Black: That’s fascinating. I would assume that’s workload dependent?

Dr. Calleja: It is workload dependent., and it’s also timing within the workload dependent because of course a particular application at different times in its execution is doing different things at different times. And (Intel) monitors that and can turn down the frequency of calls that are not being used. And you can use that frequency saving in different ways. You can yank it and do nothing with it and save the energy, or you can allow the energy saving to turn other processors, other cores, up, (so) you can have both ends of the stick, you can save power and make your application go faster at the same time. So this is actually quite interesting. We’re going to be writing up several papers with Intel early to mid-year.

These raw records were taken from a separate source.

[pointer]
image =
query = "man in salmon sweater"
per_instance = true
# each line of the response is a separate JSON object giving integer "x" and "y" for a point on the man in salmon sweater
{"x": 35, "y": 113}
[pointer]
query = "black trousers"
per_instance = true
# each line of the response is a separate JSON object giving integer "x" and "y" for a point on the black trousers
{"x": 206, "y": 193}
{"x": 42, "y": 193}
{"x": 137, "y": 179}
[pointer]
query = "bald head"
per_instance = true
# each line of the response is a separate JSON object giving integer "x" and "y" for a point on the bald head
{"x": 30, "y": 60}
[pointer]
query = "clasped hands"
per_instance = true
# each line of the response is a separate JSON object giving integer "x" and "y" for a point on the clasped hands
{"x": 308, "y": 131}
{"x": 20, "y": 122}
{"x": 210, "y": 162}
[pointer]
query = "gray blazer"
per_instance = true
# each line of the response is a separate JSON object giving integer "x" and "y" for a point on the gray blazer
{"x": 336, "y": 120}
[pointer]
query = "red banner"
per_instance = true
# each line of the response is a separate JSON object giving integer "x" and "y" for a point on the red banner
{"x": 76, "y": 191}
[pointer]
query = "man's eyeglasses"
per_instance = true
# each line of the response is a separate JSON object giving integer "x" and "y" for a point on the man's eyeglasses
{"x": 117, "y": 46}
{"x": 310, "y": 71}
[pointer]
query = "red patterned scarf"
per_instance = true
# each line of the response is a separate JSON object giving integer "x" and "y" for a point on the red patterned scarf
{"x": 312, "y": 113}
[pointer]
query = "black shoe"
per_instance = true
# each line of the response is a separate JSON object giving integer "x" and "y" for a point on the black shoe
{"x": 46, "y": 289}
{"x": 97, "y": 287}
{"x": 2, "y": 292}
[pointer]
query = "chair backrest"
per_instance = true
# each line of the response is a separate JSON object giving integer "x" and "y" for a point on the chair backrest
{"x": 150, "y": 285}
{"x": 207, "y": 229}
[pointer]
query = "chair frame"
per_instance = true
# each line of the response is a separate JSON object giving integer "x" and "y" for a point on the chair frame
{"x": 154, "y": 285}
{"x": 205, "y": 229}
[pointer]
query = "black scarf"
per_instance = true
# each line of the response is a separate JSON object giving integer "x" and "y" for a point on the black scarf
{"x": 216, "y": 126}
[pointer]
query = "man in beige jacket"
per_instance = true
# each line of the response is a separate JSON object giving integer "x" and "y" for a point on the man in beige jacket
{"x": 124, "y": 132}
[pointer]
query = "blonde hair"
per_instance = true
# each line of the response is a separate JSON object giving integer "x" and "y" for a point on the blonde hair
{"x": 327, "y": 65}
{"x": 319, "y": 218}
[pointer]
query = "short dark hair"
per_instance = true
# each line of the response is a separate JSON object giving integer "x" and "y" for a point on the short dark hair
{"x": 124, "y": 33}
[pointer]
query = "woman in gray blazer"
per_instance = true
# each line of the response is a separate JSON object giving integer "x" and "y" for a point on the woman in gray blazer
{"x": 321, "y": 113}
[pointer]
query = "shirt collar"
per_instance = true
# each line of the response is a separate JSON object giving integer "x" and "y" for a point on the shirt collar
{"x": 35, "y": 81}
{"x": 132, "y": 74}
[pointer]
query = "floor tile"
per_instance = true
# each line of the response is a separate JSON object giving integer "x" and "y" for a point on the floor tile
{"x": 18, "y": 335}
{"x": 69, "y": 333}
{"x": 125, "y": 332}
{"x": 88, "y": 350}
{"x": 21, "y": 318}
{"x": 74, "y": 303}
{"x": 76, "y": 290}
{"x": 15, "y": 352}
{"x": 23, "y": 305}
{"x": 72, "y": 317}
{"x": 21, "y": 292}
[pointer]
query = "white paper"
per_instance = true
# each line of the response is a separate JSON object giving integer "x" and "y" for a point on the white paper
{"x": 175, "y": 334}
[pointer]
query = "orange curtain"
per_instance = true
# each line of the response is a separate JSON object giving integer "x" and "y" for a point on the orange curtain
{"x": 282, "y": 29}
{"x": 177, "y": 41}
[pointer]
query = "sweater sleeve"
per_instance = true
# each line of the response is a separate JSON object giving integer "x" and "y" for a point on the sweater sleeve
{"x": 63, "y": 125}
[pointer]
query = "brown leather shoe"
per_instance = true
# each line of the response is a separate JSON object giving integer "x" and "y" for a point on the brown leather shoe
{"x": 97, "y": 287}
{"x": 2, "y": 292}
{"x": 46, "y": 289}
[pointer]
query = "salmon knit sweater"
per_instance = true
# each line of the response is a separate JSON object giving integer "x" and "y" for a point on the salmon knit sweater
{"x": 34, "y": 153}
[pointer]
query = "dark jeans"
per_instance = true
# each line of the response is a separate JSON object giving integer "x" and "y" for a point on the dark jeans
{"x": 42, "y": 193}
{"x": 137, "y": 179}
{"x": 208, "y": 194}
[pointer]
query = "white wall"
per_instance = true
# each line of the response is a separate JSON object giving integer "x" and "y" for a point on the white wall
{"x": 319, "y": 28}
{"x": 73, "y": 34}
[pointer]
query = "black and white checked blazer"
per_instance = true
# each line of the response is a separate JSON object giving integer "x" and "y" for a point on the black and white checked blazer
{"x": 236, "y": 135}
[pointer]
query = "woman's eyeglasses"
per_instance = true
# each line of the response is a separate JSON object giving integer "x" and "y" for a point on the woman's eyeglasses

Black: We’d love to hear more about that as that comes together. Tell us about some of the work your clusters are doing, some of the work the system support.

Dr. Calleja: Cumulus, that 10 petaFLOPS heterogeneous system, is a UK national HPC resourse, so we serve communities at the university and we also serve communities outside of Cambridge. One of the facets of the system is that it’s really cross domain, so we have users from a broad cross section of the scientific and engineering community – obviously, the usual suspects in physics, chemistry, engineering, observational astronomy, those kind of traditional HPC users.

But I think more interestingly, we have had a recent focus on how do we take HPC resources, AI resources, data analytics resources, into clinical medicine? How do we get these technologies usable within the clinical environment? That was actually one of the drivers for our open stack, middleware environment, to create sandbox securities areas where we could hold patient data in a secure way but let that data be computed on. We normally have a clinical store, they have secure storage for holding data, but they can’t do anything with it. You can’t expose that data then to a high performance computing system, because the security models are too open.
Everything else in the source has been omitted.